Yes, but the other side of the coin of airline deregulation is that there fewer routes to smaller airports and/or they are more costly. There is a large fixed cost associated with providing service to each airport and because of this, airlines have decided to either hike up prices to make the route semi-viable or stop service altogether.
While this may be good for the airline, it's not necessarily good for the people that are now forced to drive multiple hours to the nearest airport.
I would think that something similar would happen if the trains were deregulated.
Having lots of big jets flying 75% empty would mean much higher ticket prices overall. The economics of airliners is such that they need to be full to make money.
I don't have figures handy, but airline fares (adjusting for inflation) are much, much lower today than when the government set routes, schedules and fares.
The hub and spoke system common today evolved out of the deregulation. Smaller airports are served by small "commuter airlines" today, not big empty jets.

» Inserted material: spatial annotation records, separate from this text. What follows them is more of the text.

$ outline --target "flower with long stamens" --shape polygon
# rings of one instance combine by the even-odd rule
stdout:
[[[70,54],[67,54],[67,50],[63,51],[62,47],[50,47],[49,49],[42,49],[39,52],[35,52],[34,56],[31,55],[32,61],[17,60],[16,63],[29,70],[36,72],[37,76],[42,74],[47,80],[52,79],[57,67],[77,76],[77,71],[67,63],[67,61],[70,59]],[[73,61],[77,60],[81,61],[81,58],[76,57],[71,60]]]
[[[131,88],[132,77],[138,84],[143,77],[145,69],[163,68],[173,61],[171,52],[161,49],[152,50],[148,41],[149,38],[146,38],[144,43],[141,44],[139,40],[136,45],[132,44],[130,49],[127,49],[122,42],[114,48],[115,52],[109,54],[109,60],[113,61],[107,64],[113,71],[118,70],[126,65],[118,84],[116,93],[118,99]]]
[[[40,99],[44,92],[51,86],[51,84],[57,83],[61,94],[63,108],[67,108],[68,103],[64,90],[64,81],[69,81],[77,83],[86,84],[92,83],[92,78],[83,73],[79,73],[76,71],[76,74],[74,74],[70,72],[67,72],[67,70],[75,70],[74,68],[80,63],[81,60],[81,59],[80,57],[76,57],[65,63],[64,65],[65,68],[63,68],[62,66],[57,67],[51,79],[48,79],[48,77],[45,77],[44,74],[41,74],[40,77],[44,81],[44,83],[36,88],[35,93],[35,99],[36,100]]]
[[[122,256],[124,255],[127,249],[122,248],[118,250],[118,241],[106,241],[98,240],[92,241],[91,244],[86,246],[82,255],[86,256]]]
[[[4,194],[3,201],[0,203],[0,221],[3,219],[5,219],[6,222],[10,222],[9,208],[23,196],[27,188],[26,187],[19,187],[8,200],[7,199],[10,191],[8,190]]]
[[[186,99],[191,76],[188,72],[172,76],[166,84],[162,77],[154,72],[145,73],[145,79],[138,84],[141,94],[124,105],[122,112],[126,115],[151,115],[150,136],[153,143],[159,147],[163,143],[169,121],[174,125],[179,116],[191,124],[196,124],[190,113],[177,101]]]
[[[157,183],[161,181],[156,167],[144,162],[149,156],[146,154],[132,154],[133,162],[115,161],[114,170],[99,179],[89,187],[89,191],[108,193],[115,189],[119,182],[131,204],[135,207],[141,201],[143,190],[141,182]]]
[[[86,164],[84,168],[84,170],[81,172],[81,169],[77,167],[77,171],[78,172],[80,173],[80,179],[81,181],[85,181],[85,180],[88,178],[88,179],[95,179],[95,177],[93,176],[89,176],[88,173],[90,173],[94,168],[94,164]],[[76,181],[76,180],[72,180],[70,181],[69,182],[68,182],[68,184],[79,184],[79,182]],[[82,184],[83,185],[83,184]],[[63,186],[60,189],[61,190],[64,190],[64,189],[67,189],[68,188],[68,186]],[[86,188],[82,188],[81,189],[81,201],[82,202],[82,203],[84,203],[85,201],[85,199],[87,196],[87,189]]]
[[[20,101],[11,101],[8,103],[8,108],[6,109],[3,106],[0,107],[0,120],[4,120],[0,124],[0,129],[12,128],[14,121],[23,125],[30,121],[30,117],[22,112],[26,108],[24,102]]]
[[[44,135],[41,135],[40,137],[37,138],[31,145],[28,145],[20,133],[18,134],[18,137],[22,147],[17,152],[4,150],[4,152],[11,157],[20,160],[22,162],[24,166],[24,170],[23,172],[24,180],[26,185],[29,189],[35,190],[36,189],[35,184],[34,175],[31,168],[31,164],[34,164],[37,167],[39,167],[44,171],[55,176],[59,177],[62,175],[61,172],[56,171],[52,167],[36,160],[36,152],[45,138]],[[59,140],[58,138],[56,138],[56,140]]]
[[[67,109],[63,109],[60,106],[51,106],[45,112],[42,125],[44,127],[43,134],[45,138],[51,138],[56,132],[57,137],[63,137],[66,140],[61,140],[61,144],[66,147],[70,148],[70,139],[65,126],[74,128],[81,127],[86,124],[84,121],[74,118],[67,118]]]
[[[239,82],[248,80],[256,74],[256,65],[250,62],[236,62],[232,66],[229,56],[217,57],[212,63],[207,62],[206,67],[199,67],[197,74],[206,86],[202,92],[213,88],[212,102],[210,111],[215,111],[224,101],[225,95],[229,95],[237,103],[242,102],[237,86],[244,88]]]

Some bigger airports don't have the luxury of being a hub to any airline and get crappy service as a result. Indianapolis has a nice new facility but you're lucky to get a direct flight from other major cities outside the surrounding region. The few that exist are punitively priced at often 2x the cost of connecting through a neighboring hub.
The U.S. partly mitigates this by subsidizing service to smaller airports, via the $250m/yr Essential Air Service program [1]. This was part of the deregulation bill, thrown in to mollify representatives of smaller towns and rural areas, who otherwise would have opposed deregulation.
And not a totally unreasonable approach if the politicians want to maintain a specific capability, much better than making the entire market inefficient.
While this may be good for the airline, it's not necessarily good for the people that are now forced to drive multiple hours to the nearest airport.
I would think that something similar would happen if the trains were deregulated.